La definizione ministeriale del minimo valore

Questo è decisamente il tema del momento, la domanda che tutti gli operatori del settore si sono posti a lungo e che ha finalmente trovato riscontro. Come deve essere interpretato il concetto di minimo valore al fine di escludere l’iniziativa dalla normativa sui concorsi a premio?

Con riferimento a un parere dell'agenzia delle Entrate il Ministero dello Sviluppo Economico ci risponde, per mezzo delle sue FAQ, a marzo 2017 chiarendo inequivocabilmente che non sono manifestazioni a premio le iniziative che non prevedono, quale condizione di partecipazione l’acquisto di uno o più prodotti, dove il singolo premio assegnato ad un partecipante abbia valore pari o inferiore a € 25,82, purché però il soggetto promotore impedisca che una stessa persona vinca più di un premio superando tale valore nel medesimo periodo di imposta corrispondente all’anno solare.

"Fantastico!" o qualcosa di simile è quello che più o meno avranno pensato in molti addetti ai lavori perchè con questo responso, non solo il Ministero ci dice che la ritenuta di imposta non si applica per i "premi" di valore inferiore a € 25,82 (e lo sapevamo da un po'), ma ci conferma proprio che se rispettiamo le caratteristiche di cui sopra, l'iniziativa non è una manifestazione a premi, permettendoci così di metterla in atto "bypassando" la normativa riferita alla manifestazioni a premio e le procedure burocratiche ad essa connesse. E ce lo dice in via definitiva e inequivocabile.

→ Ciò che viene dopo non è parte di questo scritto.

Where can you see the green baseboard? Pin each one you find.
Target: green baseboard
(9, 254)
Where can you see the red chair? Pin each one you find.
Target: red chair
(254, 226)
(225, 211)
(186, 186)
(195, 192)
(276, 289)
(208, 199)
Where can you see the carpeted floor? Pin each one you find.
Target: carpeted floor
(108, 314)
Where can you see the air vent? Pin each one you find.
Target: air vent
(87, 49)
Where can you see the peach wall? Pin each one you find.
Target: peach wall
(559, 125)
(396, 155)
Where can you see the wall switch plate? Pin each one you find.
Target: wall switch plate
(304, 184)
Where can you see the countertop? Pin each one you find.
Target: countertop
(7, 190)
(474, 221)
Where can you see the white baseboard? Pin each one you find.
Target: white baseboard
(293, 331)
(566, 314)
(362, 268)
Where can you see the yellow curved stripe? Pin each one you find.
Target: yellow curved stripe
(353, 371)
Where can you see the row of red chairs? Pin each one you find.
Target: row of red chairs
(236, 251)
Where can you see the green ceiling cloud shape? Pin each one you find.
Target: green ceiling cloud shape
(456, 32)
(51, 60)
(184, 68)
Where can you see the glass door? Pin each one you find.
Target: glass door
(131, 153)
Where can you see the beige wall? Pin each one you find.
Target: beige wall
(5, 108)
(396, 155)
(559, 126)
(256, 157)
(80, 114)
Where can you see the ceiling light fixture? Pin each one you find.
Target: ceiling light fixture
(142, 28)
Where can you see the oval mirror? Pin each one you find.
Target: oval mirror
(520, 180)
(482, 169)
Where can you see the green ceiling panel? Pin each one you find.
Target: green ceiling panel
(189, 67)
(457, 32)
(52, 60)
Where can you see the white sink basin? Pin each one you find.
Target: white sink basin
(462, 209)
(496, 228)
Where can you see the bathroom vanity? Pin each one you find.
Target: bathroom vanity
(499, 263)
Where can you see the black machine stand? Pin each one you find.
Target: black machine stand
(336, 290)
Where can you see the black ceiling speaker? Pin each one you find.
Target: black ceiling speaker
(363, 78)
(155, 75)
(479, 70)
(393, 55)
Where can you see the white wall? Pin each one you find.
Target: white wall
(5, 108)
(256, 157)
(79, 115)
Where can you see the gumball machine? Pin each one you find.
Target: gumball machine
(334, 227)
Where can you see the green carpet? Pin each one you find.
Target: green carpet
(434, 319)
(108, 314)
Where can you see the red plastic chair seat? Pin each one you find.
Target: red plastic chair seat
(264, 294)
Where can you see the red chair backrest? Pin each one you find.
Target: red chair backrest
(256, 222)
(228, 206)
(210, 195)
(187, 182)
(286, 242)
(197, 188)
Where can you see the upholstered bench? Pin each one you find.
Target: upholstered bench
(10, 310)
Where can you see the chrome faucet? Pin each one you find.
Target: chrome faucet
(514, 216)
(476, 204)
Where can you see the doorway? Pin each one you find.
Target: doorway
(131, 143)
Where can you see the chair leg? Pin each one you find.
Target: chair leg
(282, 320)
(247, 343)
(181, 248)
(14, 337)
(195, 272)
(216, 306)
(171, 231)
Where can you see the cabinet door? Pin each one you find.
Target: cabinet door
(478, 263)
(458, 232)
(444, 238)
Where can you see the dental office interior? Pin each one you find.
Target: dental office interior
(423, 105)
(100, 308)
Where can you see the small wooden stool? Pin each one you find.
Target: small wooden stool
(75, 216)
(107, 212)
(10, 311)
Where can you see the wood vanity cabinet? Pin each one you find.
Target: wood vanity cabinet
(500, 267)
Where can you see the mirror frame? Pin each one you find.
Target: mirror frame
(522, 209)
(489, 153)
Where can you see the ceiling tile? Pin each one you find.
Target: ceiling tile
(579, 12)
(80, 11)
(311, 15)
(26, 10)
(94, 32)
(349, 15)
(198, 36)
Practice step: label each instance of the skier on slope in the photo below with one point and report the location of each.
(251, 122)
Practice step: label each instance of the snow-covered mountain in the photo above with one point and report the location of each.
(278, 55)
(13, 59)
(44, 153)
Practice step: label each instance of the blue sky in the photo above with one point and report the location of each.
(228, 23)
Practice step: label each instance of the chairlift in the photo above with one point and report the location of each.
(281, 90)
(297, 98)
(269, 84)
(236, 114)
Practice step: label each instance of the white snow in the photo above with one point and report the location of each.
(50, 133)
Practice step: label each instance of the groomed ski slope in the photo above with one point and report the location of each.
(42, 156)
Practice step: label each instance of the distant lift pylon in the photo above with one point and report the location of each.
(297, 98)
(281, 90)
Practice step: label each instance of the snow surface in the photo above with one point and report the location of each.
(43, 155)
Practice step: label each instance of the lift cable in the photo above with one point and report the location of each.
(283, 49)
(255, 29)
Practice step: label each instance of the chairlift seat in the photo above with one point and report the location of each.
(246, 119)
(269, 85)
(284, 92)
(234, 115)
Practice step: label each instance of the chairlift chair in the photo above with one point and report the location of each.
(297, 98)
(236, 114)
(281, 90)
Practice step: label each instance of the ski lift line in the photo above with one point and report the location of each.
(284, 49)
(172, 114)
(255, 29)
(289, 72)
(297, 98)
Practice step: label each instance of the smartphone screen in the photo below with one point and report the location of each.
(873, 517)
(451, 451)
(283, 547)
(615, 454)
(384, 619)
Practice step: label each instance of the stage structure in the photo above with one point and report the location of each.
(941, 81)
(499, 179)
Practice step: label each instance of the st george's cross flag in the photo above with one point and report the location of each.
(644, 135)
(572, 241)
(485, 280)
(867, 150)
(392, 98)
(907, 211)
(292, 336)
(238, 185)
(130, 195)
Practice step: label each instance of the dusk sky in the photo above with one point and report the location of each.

Chiedi agli utenti di registrarsi al tuo sito e prometti a chi lo fa la possibilità di essere estratto e ottenere uno dei 10.000 buoni benzina da 25 euro che dici di aver messo in palio? Non è concorso! Niente cauzione, niente Comunicazione al Ministero, niente Tutore della Fede Pubblica che certifichi le vincite o estragga i vincitori, niente tasse sui premi. Magicamente registrarsi al sito di una società con i propri preziosi dati anagrafici non è più un fine commerciale. Che tu li estragga o meno questi buoni benzina o che tu li consegni realmente agli estratti, sembra non essere affare di nessuno, certamente non del Ministero dello Sviluppo Economico.

Per ora è così: è scritto, è sancito ed è definitivo. Siamo certi che se ne riparlerà!